Il serait difficile de mieux définir cette musique éclatée, qui semble partir dans tous les sens, mais qui pourtant reste unie et relativement homogène. On a l’impression d’avoir une multitude d’influences et d’inspirations mises ensemble, mais de manière hétérogène, comme le rock psychédélique s’y prenait. Quelques moments plus expérimentaux parsèment l’album, mais lui confère ainsi une atmosphère plus surréaliste et rêveuse, un brin futuriste, où le monde est peuplé de robots roses et de paysages colorés. À ce titre, Yoshimi Battles the Pink Robots, Pt. 1 est définitivement mon morceau favori.

Mais l’album n’est fait que de ces morceaux accrocheurs, rêveurs, éthérés et inoubliables. Fight Test qui ouvre l’album, In the Morning of the Magicians et son ambiance céleste, It’s Summertime qui réveille et vivifie, et enfin Do You Realize??, l’autre perle de l’album.

Dommage que ce défi ne comporte qu’un autre album du groupe : je devrai découvrir le reste par moi-même. Mais déjà, avec cet album, le groupe m’a séduit et m’a fait rêver.

A Rush of Blood to the Head (2002) – 471 jours, 629 albums

Un second album de Coldplay me tentait bien, déjà. J’ai donc écouté la britpop éthérée de A Rush of Blood to the Head.

Coldplay - A Rush of Blood to the Head

Je dois avouer que j’aime moins cet album-ci. Il n’en demeure pas moins un excellent album, et comporte bon nombre de bons moments, dont DaylightClocksPolitikThe Scientist… C’est simplement, me semble-t-il, qu’il manque la fraîcheur et la vitalité de Parachutes. Les morceaux sont plus détendus, plus désinvoltes en un sens. Ce n’est pas une mauvaise chose, mais de la même manière, ils perdent de leur vitalité, de leur poigne.

Quoiqu’il faut bien avouer que Clocks est difficile à détrôner, comme morceau phare du groupe.

Exception à l’album, Politik est mordant, dès le début. Il ouvre l’album avec force, émotion, tripes. God Put a Smile Upon Your Face est aussi bien savoureux, un brin tourmenté, et est composé avec le brio qu’on connaît bien à Coldplay. The Scientist est plus mélancolique et touchant, mais manque un peu de fraîcheur. Enfin, Daylight a quelques sonorités arabisantes et fait partie des morceaux du groupe que je pourrais écouter en boucle pendant longtemps.

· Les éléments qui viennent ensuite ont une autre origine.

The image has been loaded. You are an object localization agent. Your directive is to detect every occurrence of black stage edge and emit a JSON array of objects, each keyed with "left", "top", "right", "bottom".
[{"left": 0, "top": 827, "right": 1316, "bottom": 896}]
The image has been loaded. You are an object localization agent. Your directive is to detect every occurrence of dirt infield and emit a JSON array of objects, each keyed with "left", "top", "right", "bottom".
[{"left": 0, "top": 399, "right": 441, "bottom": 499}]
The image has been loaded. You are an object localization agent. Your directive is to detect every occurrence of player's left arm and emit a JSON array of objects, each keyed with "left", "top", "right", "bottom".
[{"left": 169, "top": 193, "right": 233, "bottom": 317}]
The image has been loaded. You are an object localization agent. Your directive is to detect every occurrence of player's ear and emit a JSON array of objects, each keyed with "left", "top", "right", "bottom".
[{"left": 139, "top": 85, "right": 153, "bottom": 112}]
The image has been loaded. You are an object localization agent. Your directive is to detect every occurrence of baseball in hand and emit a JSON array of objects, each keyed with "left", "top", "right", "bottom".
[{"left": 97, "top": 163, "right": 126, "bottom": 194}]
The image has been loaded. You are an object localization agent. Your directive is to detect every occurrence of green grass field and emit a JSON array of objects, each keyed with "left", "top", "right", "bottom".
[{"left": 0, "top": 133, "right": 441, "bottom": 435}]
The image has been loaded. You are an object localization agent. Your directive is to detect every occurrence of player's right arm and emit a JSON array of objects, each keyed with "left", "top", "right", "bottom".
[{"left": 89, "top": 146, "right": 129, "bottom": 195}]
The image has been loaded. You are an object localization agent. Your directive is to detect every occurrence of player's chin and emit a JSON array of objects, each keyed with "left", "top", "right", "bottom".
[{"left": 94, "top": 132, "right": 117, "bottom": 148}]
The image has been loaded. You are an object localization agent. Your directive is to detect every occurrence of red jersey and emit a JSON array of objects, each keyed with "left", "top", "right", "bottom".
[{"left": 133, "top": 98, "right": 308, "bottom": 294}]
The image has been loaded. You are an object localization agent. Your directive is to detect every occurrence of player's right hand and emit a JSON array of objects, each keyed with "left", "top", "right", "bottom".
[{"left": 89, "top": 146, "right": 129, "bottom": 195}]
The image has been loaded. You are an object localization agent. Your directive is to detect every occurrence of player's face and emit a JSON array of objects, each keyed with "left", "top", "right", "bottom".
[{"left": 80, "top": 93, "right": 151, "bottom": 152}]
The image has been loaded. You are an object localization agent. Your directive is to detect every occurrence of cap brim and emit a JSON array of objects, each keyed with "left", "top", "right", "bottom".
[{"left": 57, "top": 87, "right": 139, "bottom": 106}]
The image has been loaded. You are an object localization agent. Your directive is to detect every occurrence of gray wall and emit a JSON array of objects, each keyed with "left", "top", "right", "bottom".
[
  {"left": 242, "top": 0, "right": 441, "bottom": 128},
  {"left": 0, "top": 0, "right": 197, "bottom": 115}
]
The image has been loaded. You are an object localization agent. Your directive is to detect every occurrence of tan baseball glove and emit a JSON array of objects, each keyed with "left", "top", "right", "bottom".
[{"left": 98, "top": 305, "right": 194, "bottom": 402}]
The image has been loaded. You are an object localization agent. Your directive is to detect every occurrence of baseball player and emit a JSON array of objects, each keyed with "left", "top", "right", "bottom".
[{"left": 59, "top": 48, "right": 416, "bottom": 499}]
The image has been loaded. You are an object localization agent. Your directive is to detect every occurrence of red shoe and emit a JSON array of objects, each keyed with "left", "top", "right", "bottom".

Cela dit, pour le reste, X&Y demeure mon album favori entre tous. Avis aux intéressés et aux fans…

Parachutes (2000) – 476 jours, 629 albums

J’ai toujours été un fan de Coldplay, du moment où j’ai découvert leur musique à aujourd’hui. L’un de mes albums favoris, même s’ils sont tous bons et délectables, est Parachutes. Je me suis dit qu’il était plus que temps que je me plonge dans cette musique éthérée et empreinte de britpop.

Coldplay - Parachutes

La dream pop est également un composé important de cette musique. Les ambiances éthérées et presque hypnotiques de Coldplay sont une part fort importante de l’attraction qu’exerce sur moi cette musique rêveuse et méditative. Et je n’avais jamais remarqué avant de le lire, mais c’est vrai qu’il y a ici quelque chose de britannique dans le son, quelque chose d’élégant et de charmant.

Le morceau qui ouvre l’album est un morceau que j’adore. Il m’a accompagné lors de nombreux voyages, et j’adore l’écouter dans l’avion, en regardant à travers le hublot la terre qui s’étend sous moi, ou alors dans un autobus qui sillonne les vallées de l’Italie du Sud. Il s’agit du merveilleux Don’t Panic.

Il y a dans ce morceau une sérénité indescriptible, qui me met en transe à chaque fois, ou qui me plonge dans un calme rassurant, complet. Suit l’émotif et puissant Shiver, qui porte bien son nom et me donne des frissons à chaque écoute. Sparks offre une ambiance calme, comme s’il s’agissait d’un soleil levant, ou alors un crépuscule piqué de quelques étoiles à peine. Bref, une complainte des plus touchantes que j’affectionne tout particulièrement. Yellow offre plus d’énergie et semble nous sortir de notre torpeur, et je comprends pourquoi ce morceau accrocheur fut si populaire à sa sortie. Enfin, il y a High Speed qui, ironiquement, débute au ralenti, pour nous permettre d’apprécier toute l’ampleur que prend ce morceau.

Heureusement, je ne serai pas en reste. Ce défi comporte encore quelques albums de ce groupe que, vous l’aurez compris, j’apprécie tant.